If you’re going to be a hero, a political tyrant or any kind of celebrity it’s a good move to have a distinctive hair do. Nero was no exception. His long fringe with fetching curls around the forehead stayed with him throughout his life and was meticulously depicted by sculptors during his 30 years. Born into the first Dynasty – a powerful family – the son of ambitious mother Agrippina, he became Emperor of Rome and its huge empire in AD54 when he was just 16. This is what we see in this early bust of Nero – a healthy, strong, ambitious young man taking the reins of power in both hands and making his mark.
Nero was renowned for his careless cruelty. He thought nothing of slaughtering any opponent and seems to have had no allegiance to his family. He ordered the murder of his mother and his wife (who did not produce an heir) and maintained a reputation for brutal treatment of enemies and anyone who threatened his power.
I was first introduced to Nero through the compelling books by Robert Graves – I, Claudius and Claudius the God. The television series in the 1970s was brilliant too. You gather, from these fictional and dramatic interpretations of life in Rome in the first century AD is that you had to be ruthless if you wanted to maintain your power.
One is left with the sense that Nero was successful as a leader but that he was not loved by his people.

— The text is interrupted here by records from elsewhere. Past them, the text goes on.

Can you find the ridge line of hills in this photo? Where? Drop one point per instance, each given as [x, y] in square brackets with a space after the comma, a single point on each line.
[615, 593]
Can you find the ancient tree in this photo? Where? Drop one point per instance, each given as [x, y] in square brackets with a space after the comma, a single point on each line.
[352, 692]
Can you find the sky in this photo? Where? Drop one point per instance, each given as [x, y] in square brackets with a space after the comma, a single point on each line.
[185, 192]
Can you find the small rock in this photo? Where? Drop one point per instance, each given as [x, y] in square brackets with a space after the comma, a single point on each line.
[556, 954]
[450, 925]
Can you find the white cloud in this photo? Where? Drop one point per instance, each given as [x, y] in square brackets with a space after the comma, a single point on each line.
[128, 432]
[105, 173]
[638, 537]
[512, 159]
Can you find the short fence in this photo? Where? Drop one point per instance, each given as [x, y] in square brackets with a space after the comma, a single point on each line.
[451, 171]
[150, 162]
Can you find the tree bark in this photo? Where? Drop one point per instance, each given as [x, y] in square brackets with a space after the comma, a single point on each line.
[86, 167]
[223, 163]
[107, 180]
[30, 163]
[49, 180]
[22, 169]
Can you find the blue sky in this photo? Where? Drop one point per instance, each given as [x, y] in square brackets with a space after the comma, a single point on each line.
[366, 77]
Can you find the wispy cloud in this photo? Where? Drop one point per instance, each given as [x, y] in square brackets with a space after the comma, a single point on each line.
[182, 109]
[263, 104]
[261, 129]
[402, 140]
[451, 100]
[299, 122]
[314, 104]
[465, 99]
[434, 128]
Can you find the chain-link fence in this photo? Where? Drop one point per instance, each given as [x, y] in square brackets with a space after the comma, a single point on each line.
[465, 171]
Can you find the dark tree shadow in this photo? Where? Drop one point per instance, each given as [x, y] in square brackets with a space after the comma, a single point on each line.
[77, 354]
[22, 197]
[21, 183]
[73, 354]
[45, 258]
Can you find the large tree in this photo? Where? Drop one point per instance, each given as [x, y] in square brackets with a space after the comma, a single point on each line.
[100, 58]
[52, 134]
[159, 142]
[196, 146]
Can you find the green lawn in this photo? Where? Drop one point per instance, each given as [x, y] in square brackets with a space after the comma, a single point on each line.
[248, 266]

He used only brutality, cruelty and power to keep his great empire in check but there were protests and it was only a matter of time before the farthest flung regions of the empire – like Britain – would chase away the Romans through bold and courageous insurrections by local leaders such as Boudicca. He reigned through turbulent times, not least the terrifying nine days when Rome burned out of control and much of the city was razed to the ground. We are told in this exhibition that he wasn’t at home (fiddling or playing the lyre) but away at a holiday palace. To his credit he returned to Rome to help the rescue operation and assist the survivors.
But this is a fascinating show and a great way to time travel to a terrifying period in history.
Nero: the man behind the myth is on show at the British Museum until 24th October 2021.